Yes, you heard me right…picking the right medical professional is similar to my quest to find the perfect boyfriend. I want someone who isn’t self-absorbed, a know-it-all, and above all else is kind and compassionate. I was diagnosed with type 1 diabetes at the same age that I had my first boyfriend. I was a gawky, gangly teenage girl with a mouth locked in a metal prison of braces and had a flare for high-water jeans and turtlenecks that had figure skates sprinkled all over them.
My quest for the two loves has had the same history spanning 17 years. Good thing for my broken pancreas, I’ve been more successful in finding the right diabetes medical professional then a Friday night date.
Red flags to be on the lookout for:
1. They make promises that aren’t kept. The doctor who diagnosed me told my parents and I if I could make it five years with the disease, there would be a cure by the time I went to college. Well I graduated from high school 11 years ago and I’m still stuck with this faulty pancreas. Never give someone false hope…ever.
2. They use black and white language. When they can only give you terms such as “good diabetic or bad diabetic” or “good food, bad food” or “good blood sugar, bad blood sugar”…this is not a good thing. This will color your thinking into believing you’re a good or bad person based on this person’s opinion of good and bad, right and wrong. Diabetes is a chronic condition that some days is overwhelmingly exhausting. On paper your A1C may seem perfect, but you could be suffering from very scary, low blood sugars overnight. The right medical professional will want to see the whole picture, before jumping to judgment.

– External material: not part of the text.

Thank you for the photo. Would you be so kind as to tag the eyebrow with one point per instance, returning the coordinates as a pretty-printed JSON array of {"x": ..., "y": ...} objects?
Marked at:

3. They’re know-it-alls. Yes, we have major respect for you going to school for a majority of your life and understand that you probably know a lot about science…but don’t negate our opinions with being the person living with diabetes. We are the ones who don’t get to take a day off from this disease. If they come off as having the absolute truth, more then likely I will be repulsed and not want to listen because you’re making me feel inferior.
4. They only want to talk about diabetes. So this may seem a little off, but when I first met my current doctor, his first question to me was, “Tell me about your hopes and dreams for your future.” It’s easy for people to think because you live with a chronic condition, that that’s the only thing your world revolves around. Dr. Moraghan (my endocrinologist) understood that if the rest of my life was not in balance….my A1c certainly never would be.
Signs that you found the one:
1. They act like a coach, not a dictator. When you live with diabetes, you live with it every minute...there are no days off. When a doctor sees you for maybe 30 minutes 3-4 times a year and all they want to do is bark orders at you and have a one-way conversation…this will not be affective. Dr. Moraghan told me in my appointment, he views himself as just one of the coaches on Quinn’s Diabetes Team. He’s there to encourage me, throw out suggestions and figure out ways to best motivate me. Living with a chronic illness is a marathon, not a sprint. It can be exhausting. I feel blessed to have a doctor like him on Team Q now.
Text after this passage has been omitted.